One of the most challenging jobs of a parent is convincing a child to do something he is adamant about not doing, such as chores or homework. In these instances, parents can begin to wonder how to get their child to take the initiative to be responsible. Initiative itself cannot be taught unless a child is willing to learn what it is and how to apply it in his own life. You can, however, work with your child in ways to boost confidence and responsibility as these character traits are part of what comprises initiative.
Model the Appropriate Skills
Initiative is noticing something that needs to be done and doing it without procrastinating. You can help instill this character trait in your child by modeling the behavior yourself. After all, children learn by watching those they look up to, so taking the initiative can help teach your child the value of doing so himself. Child development expert and author, Robyn Silverman, Ph.D., recommends that parents verbally point out instances in which they take initiative. For instance, you might say to your child, "Look -- someone left litter in the park, so I'm going to put it in the trash can." This models the behavior for the child and shows him that, when something needs to be done, just do it.
Allowing children to make some decisions on their own will help build the confidence necessary to take initiative. For example, let your child choose between two or three outfits or let him choose what foods he wants you to pack in his lunchbox. Along the same lines, give your child specific chores that he's responsible for each day. As he completes the chores, he'll get a sense of satisfaction for a job well done, which can translate into a boost in self-confidence. Well-timed praise for your child's efforts will also help instill a sense of self-worth.

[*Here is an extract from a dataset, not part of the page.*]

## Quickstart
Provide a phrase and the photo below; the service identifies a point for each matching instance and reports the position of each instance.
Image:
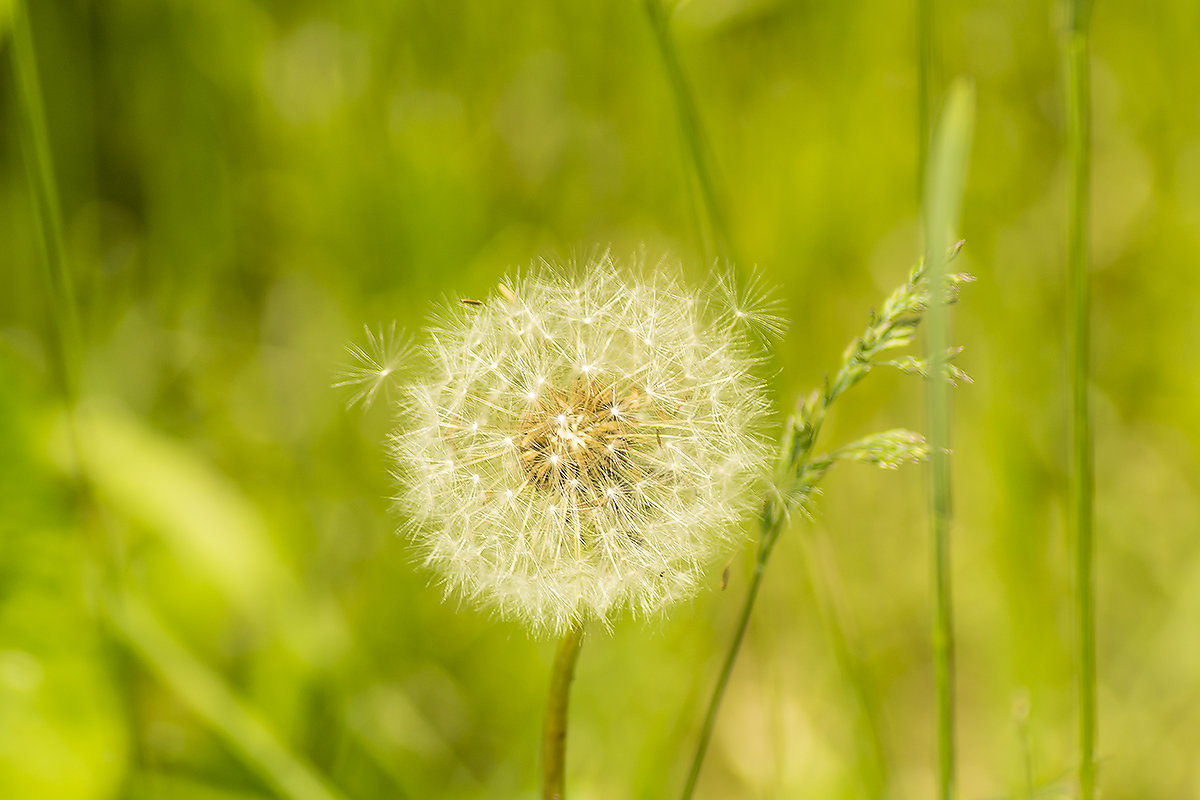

Resist the temptation to do everything for your child, even if it's easier and saves you time. When your child knows you'll take care of her responsibilities, it gives her very little reason to take the initiative to do it herself. Require your child to pack her own backpack, take care of her own dirty clothes, tie her own shoes and make her own bed. Giving your child responsibilities that she must carry out each day also helps her feel like she's a valuable member of the household, and that's key to building confidence, according to pediatrician and author, Dr. William Sears.
Set Expectations and Consequences
While constantly nagging your child about his responsibilities is sure to backfire, there is a necessary place for expectations and consequences. When your child knows what's expected of him and what will happen if he doesn't meet those expectations, he'll be far more likely to take initiative. For example, if your child doesn't get his chores done in a timely manner, he might not have time to watch his favorite television show or play with his toys. This consequence will remind him that there's value in getting things done at the appropriate times.